Law "On Personal Data" and social networks
The law states: if personal data is taken from open sources, then consent to their processing is not required. At the same time, it remains unclear whether they are among the open sources of social networks.
It should be remembered that the privacy policy of the site may change, and the user is not always able to keep track of this. Remember, before in VKontakte there were completely closed profiles? Then the privacy policy of the site changed, and such pages became more public information. Every time something like this happens, information that the user did not want to make publicly available may be in the public domain. Therefore, it is not worth considering social networks to be an open source of information .

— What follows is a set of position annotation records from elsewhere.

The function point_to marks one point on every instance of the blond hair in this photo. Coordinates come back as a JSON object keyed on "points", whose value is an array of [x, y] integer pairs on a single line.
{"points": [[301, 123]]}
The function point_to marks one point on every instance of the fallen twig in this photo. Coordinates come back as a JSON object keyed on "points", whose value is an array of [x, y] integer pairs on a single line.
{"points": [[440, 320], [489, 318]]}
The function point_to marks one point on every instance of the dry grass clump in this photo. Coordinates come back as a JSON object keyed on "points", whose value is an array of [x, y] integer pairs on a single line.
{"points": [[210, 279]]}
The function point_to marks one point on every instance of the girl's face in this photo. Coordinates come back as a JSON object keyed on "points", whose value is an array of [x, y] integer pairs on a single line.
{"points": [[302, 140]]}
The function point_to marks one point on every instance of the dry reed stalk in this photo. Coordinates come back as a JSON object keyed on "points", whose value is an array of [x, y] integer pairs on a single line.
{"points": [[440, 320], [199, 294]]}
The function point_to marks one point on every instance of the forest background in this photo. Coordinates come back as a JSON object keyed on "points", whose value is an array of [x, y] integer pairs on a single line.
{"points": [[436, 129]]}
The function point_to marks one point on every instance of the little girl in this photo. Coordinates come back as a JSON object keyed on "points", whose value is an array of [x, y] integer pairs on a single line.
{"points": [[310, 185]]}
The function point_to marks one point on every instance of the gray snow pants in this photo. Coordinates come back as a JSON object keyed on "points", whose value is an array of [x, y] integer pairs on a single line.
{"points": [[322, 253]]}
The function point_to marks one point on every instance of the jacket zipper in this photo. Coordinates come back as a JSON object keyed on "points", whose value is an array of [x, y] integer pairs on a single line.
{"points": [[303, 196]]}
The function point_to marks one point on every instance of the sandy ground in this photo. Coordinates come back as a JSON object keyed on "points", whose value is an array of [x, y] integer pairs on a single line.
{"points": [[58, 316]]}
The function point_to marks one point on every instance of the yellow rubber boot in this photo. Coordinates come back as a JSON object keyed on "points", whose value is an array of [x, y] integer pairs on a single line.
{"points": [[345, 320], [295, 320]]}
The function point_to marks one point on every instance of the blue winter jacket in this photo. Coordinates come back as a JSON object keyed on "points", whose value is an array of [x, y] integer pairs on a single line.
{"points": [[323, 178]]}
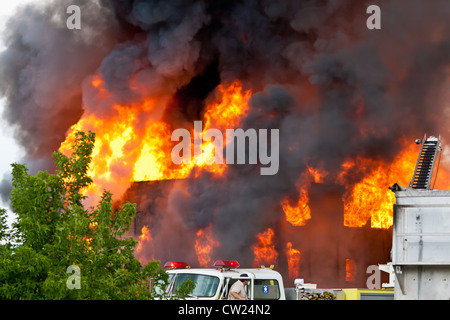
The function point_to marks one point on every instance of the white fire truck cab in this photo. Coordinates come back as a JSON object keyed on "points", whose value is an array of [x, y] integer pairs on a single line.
{"points": [[215, 283]]}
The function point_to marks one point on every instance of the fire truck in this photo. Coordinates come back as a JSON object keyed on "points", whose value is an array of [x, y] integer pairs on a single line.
{"points": [[215, 283]]}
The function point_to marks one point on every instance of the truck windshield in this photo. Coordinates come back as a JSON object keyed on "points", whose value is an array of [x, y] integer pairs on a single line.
{"points": [[266, 290], [206, 286]]}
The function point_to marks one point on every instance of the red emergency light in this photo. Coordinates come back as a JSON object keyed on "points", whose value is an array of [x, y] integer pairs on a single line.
{"points": [[176, 265], [226, 264]]}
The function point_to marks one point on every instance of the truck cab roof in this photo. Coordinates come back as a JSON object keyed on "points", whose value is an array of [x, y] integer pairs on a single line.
{"points": [[215, 283]]}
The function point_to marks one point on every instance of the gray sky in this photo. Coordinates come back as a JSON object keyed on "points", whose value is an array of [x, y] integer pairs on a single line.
{"points": [[10, 151]]}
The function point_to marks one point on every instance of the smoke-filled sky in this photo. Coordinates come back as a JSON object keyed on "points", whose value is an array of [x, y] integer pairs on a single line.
{"points": [[11, 150]]}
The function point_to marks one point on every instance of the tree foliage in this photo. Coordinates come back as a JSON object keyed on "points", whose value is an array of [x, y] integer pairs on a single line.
{"points": [[53, 231]]}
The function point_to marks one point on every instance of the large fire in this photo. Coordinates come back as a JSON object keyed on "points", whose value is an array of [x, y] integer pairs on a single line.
{"points": [[204, 245], [131, 145], [264, 249], [370, 198]]}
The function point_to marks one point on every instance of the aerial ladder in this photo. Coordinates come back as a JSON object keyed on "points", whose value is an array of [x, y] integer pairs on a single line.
{"points": [[429, 152]]}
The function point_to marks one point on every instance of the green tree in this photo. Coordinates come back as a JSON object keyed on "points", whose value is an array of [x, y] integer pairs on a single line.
{"points": [[56, 246]]}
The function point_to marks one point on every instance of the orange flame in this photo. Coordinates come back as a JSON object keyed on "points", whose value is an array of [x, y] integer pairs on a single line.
{"points": [[298, 214], [204, 245], [370, 198], [264, 249], [132, 144], [293, 258], [350, 270]]}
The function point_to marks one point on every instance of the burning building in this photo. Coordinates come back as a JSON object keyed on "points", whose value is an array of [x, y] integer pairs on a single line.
{"points": [[347, 102]]}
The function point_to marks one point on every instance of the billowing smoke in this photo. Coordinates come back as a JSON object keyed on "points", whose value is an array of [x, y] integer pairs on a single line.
{"points": [[333, 88]]}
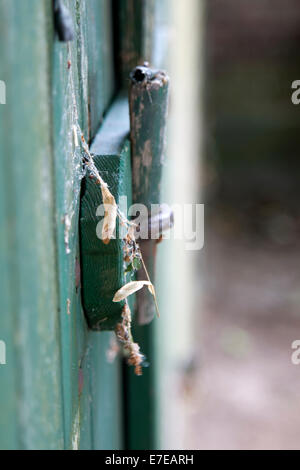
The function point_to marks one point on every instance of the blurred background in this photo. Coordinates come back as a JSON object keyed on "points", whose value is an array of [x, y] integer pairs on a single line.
{"points": [[234, 386]]}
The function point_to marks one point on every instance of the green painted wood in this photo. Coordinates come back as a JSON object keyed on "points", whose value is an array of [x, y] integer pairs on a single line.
{"points": [[103, 265], [135, 20], [148, 100], [30, 402], [82, 90], [49, 392]]}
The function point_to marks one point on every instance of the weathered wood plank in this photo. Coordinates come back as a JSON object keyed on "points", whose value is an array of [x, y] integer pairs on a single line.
{"points": [[33, 413], [103, 265]]}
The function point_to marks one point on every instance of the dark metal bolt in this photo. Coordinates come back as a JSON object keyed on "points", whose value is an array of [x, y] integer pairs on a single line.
{"points": [[63, 22]]}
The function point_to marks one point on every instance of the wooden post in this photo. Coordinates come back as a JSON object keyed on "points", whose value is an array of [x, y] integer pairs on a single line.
{"points": [[148, 101]]}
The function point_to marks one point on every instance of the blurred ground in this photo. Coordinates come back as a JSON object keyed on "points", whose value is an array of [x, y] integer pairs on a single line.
{"points": [[246, 393]]}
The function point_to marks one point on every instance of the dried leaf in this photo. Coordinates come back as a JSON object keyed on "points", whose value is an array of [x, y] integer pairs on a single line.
{"points": [[130, 289], [110, 214]]}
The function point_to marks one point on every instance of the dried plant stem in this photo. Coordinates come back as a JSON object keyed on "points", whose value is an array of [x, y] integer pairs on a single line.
{"points": [[131, 349]]}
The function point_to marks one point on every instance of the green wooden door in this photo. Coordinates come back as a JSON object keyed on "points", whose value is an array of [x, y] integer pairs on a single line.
{"points": [[57, 388]]}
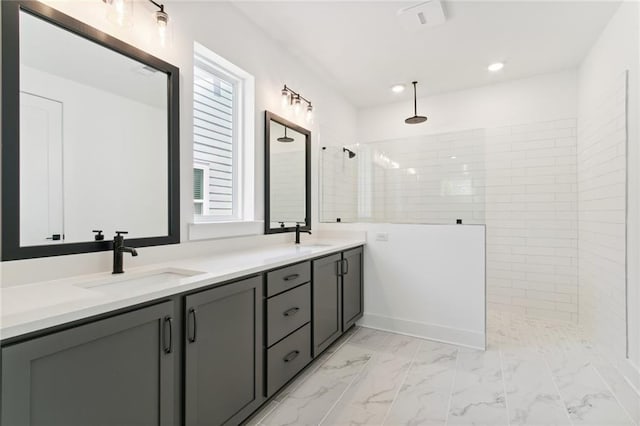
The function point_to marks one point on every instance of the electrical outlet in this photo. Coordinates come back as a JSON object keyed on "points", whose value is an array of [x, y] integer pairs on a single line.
{"points": [[382, 236]]}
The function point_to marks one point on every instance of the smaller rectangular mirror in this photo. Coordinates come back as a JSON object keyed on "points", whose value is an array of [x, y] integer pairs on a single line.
{"points": [[287, 175]]}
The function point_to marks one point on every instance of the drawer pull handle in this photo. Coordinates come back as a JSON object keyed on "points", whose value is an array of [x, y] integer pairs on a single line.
{"points": [[291, 312], [168, 348], [291, 356], [192, 336], [291, 277]]}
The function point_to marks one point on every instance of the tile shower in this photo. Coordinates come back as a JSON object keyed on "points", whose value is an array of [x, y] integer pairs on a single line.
{"points": [[518, 180]]}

Server in the Russian Federation
There really is news on this issue, and the news is substantial. If your site provides for downloading resumes, it is crucial that the server where the data gets after loading is in Russia. If you use data storage services abroad, think about the urgent transfer to Russia of at least databases with information about candidates, as well as data about your own employees. Pavel notes that the use of cloud storage by Apple, Microsoft and Google (DropBox, OneDrive and Google Drive, respectively) remains in doubt. The same applies to inexpensive foreign hosting for storing sites and other information.
In accordance with the law "On Personal Data", now it is necessary to store and process personal data of Russians, primarily, on the territory of the Russian Federation. However, there is no ban on the transfer of personal data of Russians abroad as necessary. The main thing is that the main storage and processing should be carried out in Russia.
Mandatory notice to Roskomnadzor
All recruiting companies are obliged to send a notification to Roskomnadzor that they are engaged in the processing of personal data , if they have not yet done so. This requirement applies to all companies that process the personal data of people who are not their employees. Based on the notification, Roskomnadzor includes the company in the register of personal data operators. Having notified the state, the company will comply with the rule of law and will not have to pay a fine for violation (currently - from 3 to 5 thousand rubles).

Regulation on the processing of personal data
In each recruiting company (like any business that processes personal data), the rules for processing personal data must be approved, the person responsible for compliance with these rules must be appointed, regular internal checks of compliance with the rules must be carried out. According to Savitsky, Roskomnadzor during inspections is interested not only in the presence of “correct documents”, but also in the systematic implementation of the rules that are provided for in such documents. The rules indicate who is responsible for the processing of personal data, how it occurs, how much time, for what purpose and what kind of personal data the company stores, where these rules should be published, etc. In addition, the law requires companies to evaluate the level of security data storage (this applies to information about candidates as in electronic form,It is predicted that over time, the number of inspections will increase, and fines will increase. Therefore, it is necessary to create corporate standards for the processing of personal data and put all processes in order as soon as possible.
***
The Law on Personal Data is hardly capable of qualitatively changing the life of a recruiter: asking LinkedIn for one question more than usual will not be difficult. But the managers of recruiting agencies will have to painstakingly check the business for compliance with all legal requirements. According to the head of Roskomnadzor Alexander Zharov, strict penalties in 2015 are not expected. Therefore, the business has time to fix all the flaws.